Thanks to the use of a low temperature for softmax, we obtain sharper heatmaps and avoid uniform heatmaps that would lead to keypoints constantly located in the image center.

heatmaps_bnw

Figure 1: 10 normalised heatmaps for 10 keypoints.

Gaussian2KP

This part is to implement soft-argmax, a variant of argmax that is differentiable. Its purpose is to convert a heatmap to a (x,y) coordinate. The process is purely computatonal and there is no learning here.

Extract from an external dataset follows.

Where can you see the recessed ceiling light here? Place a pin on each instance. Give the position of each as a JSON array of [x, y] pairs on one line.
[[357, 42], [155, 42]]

One clear advantage of soft-argmax is that it is differentiable, thus allows end-to-end training. It also alleviates the problems of quantization error due to the mismatch in size between the input image and the heatmaps. Efficiency-wise, it does not add extra parameters and computationally negligible.

Jacobian

To focus on the movements surrounding keypoints, Jacobian matrices are computed to represent the scale and rotation of each keypoint.

Keypoint Results

keypoints

keypoints-vox

Figure 2: Visualised keypoints.

It appears that the keypoints are semantically consistent across the images, such as the bright green keypoint is at between the eyes, the blue one is at the neck, and the dark blue point is at the left eyebrow, etc.